Depositate le motivazione della sentenza del maxiprocesso alla mafia ennese

Sono state depositate le motivazioni della sentenza del maxi-processo a Cosa Nostra di Enna, Caltagirone, Riesi e Messina. Il processo vede alla sbarra lo storico boss di Enna Gaetano Leonardo, difeso dall’avvocato Antonio Impellizzeri, come principale imputato, condannato a 17 anni per otto estorsioni e per lui la condanna è divenuta definitiva. Poi ci sono un’accusa di concorso esterno e due condanne da rivedere. Nella sentenza i giudici della sesta sezione penale della Corte di Cassazione, presieduta da Arturo Cortese, ha spiegato perché ha annullato quattro condanne e ne ha rese definitive altre sei per i nove imputati, per Giancarlo Amaradio, invece, c’è una doppia valutazione delle accuse. Il processo interessa le tante estorsioni ad imprese e commercianti che si erano consumate fra Enna e Piazza Armerina, e tra queste c’è l’estorsione che fruttò 200 milioni delle vecchie lire sulla costruzione del primo lotto dell’ospedale Umberto I di Enna. Le sentenze definitive sono state per Salvatore La Delia, condannato a 2 anni; per Giovanni Laurino di Riesi, condanna a 8 anni; per il boss Ciccio La Rocca di Caltagirone, condanna a 10 anni; e per il villarosano Santo Nicosia condanna a 4 anni, difeso dall’avvocato Francesco Tavella. Giancarlo Amaradio, minorenne ai tempi dell’estorsione, diventa definitiva la condanna a 5 anni e 516 euro di multa per un’estorsione, inserita nel maxi-processo. I giudici della Cassazione hanno annullato definitivamente un’altra accusa di estorsione, perché all’epoca dei fatti era minorenne, con trasmissione degli atti alla Procura minorile. Amaradio è difeso dall’avvocato Giovanni Palermo.

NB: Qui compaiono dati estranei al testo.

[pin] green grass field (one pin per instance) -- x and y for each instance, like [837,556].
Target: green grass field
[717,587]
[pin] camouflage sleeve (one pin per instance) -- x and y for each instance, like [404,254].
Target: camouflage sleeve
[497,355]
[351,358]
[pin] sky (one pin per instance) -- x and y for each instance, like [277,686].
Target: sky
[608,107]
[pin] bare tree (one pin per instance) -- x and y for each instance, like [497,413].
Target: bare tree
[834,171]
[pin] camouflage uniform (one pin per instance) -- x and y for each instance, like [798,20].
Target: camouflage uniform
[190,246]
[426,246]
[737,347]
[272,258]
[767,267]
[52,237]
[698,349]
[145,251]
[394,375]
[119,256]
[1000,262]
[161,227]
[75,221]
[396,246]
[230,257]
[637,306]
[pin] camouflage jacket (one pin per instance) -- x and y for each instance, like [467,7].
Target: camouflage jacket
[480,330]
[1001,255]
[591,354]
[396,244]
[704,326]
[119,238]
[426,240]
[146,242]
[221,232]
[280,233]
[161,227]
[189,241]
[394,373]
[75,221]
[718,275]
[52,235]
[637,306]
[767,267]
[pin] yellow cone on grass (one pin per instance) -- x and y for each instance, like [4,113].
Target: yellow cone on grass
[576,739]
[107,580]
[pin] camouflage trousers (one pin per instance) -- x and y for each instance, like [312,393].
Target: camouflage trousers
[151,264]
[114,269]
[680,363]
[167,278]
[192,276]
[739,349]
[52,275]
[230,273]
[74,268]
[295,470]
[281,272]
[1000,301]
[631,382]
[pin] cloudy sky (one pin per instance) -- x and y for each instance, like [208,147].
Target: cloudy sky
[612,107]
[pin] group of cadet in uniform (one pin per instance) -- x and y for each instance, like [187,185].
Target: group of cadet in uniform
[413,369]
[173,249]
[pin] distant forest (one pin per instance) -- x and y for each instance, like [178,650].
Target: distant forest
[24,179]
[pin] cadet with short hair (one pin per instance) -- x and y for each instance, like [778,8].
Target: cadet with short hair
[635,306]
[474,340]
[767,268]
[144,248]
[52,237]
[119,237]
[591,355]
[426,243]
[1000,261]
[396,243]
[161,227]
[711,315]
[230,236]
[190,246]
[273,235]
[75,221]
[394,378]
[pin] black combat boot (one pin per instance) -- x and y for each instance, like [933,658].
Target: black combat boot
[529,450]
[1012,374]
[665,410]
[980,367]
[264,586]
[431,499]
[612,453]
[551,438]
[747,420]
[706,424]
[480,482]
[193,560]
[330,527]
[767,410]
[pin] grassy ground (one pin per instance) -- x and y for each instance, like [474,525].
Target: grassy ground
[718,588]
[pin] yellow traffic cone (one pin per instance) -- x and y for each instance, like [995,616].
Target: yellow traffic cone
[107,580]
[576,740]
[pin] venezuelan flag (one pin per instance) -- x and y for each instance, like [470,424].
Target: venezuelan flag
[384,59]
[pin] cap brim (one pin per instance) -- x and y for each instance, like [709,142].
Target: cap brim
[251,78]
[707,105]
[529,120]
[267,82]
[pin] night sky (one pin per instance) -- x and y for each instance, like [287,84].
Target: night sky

I giudici d’appello dovranno valutare tutte le prove, pure quelle presentate dalla difesa per Filippo Gangi, imprenditore edile di Aidone, condannato a 5 anni per concorso esterno in associazione mafiosa. Questo è il motivo dell’annullamento della condanna di Gangi, difeso dall’avvocato Giovanni Aricò, che era stato pienamente assolto in primo grado. In appello la Corte ammise l’escussione di un testimone, un imprenditore che aveva dichiarato di aver fatto da tramite per una richiesta di pizzo, la cui deposizione fu ritenuta una prova decisiva, mentre la difesa aveva chiesto di ascoltare nuovi testimoni. La Cassazione ha scritto che, quando ci sono nuove prove in appello, un imputato ha tutto il diritto di chiedere prove a discolpa, che vanno ammesse, a meno che non si ritengano “manifestamente superflue o irrilevanti”. E non era questo il caso: si dovrà ripetere l’appello. Le pene da ricalcolare riguardano Balsamo e Furgone. Il piazzese Pietro Balsamo era stato condannato a 8 anni per estorsione, ma secondo la Cassazione, che ha accolto i ricorsi degli avvocati, la pena va considerata in continuazione con una precedente condanna. Pena da ricalcolare anche per Sebastiano Gurgone, per cui c’è un “difetto di motivazione” sull’entità della pena, condanna a 9 anni.